Ah, I did not understand the application.

You would have 7 DINTs, one for each day of the week, and each of the first 24 bits of each DINT represents an hour of its day?

So all the PLC needs to know is the current day of week, which tells it which DINT to look at, and it could know which bit to examine for the current hour from DINT[3] of the WallClockTime/LocalDateTime GSV?

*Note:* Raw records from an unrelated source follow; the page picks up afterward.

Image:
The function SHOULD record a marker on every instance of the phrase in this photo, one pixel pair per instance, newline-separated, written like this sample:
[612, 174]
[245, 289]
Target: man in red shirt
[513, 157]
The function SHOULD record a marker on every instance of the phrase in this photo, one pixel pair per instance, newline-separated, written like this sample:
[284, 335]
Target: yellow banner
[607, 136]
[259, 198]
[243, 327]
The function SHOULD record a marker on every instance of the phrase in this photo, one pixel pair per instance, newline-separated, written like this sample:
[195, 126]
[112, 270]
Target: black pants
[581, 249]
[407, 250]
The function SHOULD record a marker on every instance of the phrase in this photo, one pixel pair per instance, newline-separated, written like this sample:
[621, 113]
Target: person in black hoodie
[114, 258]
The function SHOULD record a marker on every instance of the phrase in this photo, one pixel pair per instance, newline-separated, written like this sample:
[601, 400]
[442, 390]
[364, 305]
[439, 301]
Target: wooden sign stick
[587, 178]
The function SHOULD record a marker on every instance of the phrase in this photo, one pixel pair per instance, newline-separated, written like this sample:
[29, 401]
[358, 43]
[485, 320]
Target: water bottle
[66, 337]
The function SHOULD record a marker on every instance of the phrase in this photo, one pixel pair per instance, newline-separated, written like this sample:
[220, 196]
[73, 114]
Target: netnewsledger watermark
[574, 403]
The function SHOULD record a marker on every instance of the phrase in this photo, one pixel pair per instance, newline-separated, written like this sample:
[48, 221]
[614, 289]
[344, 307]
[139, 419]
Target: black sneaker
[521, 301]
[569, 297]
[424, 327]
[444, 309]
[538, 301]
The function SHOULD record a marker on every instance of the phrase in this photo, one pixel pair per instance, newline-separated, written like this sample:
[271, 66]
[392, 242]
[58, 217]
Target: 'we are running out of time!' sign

That's not a bad idea. Converting the day of week and hour operator input to a seconds-since-epoch DINT value on the HMI side would be messy, so doing everything in day-of-week should simplify things a bit. If you search this forum and/or the Rockwell site for "day of week" you will probably find a suitable AOI. Or, knowing that the 1970-Jan-01 epoch was a Thursday, you could divide the GSV WallClockTime/CurrentValue by 86,4000,000,000 (µs/d; truncated) to get days since the epoch, then reduce that modulo 7 to get the day of week offset from thursday (0=thursday, 2=friday, ..., 6=wednesday), or shift it by 4 first to get the offset from Sunday:

Code:
GSV WALLCLOCKTIME CurrentValue wallclock_LINT   ### Get CurrentValue of WALLCLOCKTIME, µs past epoch
MOD wallclock_LINT 86400000000 working_LINT     ### Get µs of current day
SUB wallclock_LINT working_LINT working_LINT    ### CurrentValue truncated to start of Today
DIV working_LINT 86400000000 working_LINT       ### Today offset from epoch, d
ADD working_LINT 4 working_LINT                 ### Today offset from Sunday 1969-DEC-28, d
MOD working_LINT 7 working_LINT                 ### Day of week, offset from Sunday, d
 
Ok so now I'm able to output the day of the week in my PLC and if on my HMI the operator decides to take Monday as the day I've got something to compare. Now how do I run my machine according to the time of day, for example from 8 a.m. to 5 p.m., which can be modified according to demand? I've made several searches on the forum and I haven't found anything about a working hour.

And thank you, I really want to solve this operation because it would be the last step of my project.
 
I did what you told me and if the operator presses the 8 o'clock MONDAY square, a MONDAY bit is set and if the comparison is true, I can confirm the day.
 
Something simple to do and play with it.GVS DOW-AOI.png

You can download the Day of Week AOI from Rockwell. It's just a few compute functions. Yellow rectangle.
 
Hi guys, I've been working on my prog with the advice you gave me. Now I've been told to look at how to manage time drift. Do you have any advice on this?